- Life Time missed earnings on higher than expected membership attrition (churn).
- This is in line with what we expected and it looks to be a sign of things to come as competition continues to rise.
- This reaffirms our thesis that Life Time is still an enticing short candidate.
Last Thursday, Life Time Fitness (NYSE:LTM) posted earnings that missed consensus earnings by 6%. Shares have tumbled nearly 15% over the last week. We profiled Life Time back in October, noting that it wasn't the investment of a lifetime. Shares are down around 13.5% since our article, but still a long way from where they could be headed. We noted that competition is on the rise, including various mobile app alternatives.
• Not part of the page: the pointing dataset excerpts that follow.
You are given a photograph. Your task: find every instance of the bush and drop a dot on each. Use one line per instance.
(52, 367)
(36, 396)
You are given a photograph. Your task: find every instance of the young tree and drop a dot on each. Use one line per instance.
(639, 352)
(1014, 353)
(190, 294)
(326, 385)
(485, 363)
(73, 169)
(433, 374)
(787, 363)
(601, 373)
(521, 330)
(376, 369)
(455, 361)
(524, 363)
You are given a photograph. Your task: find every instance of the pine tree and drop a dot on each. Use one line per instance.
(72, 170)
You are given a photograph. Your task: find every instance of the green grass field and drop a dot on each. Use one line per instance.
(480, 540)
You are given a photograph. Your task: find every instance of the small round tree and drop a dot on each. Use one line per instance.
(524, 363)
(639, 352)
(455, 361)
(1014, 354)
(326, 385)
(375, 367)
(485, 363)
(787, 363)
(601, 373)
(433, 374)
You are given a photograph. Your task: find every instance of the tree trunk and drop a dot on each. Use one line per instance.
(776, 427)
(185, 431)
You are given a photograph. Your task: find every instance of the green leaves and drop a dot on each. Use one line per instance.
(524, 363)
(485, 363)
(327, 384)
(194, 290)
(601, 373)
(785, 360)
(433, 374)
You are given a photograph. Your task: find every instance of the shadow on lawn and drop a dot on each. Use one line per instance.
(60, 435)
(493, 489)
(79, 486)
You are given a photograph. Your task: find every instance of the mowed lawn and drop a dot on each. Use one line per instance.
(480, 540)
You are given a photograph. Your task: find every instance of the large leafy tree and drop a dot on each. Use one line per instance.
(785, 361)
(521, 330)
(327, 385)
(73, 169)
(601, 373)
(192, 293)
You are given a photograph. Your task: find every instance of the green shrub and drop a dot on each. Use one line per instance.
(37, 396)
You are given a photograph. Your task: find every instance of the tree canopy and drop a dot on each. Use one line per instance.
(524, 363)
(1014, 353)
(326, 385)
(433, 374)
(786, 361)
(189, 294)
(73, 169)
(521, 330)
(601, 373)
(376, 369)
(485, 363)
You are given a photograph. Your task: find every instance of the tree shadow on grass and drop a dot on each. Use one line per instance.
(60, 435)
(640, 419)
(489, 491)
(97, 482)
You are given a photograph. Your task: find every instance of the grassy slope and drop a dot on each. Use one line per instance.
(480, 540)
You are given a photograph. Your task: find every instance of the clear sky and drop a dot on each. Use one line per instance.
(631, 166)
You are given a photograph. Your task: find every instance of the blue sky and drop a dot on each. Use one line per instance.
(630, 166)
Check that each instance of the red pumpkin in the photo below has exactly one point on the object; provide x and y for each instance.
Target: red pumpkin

We summed up our thesis with:
"Life Time's chief competitors are all privately held, so there isn't a good comp, yet our main pillar for shorting Life Time is that the company lacks an "economic moat." The company is in a very competitive environment and attrition rates are going higher. That is not a good sign for any business. Furthermore, its members can opt out at anytime. We feel that this will increase as economic headwinds reassert themselves and consumers cut expenses."
With the earnings release, the company noted that it faced a level of unexpected erosion in its membership numbers. As a result, the company lowered its full year 2014 revenue numbers to $1.29 billion - $1.31 billion, down from $1.3 billion - $1.32 billion. And earnings are expected to come in between $3 and $3.10 a share, down from previous guidance of $3.05 - $3.15.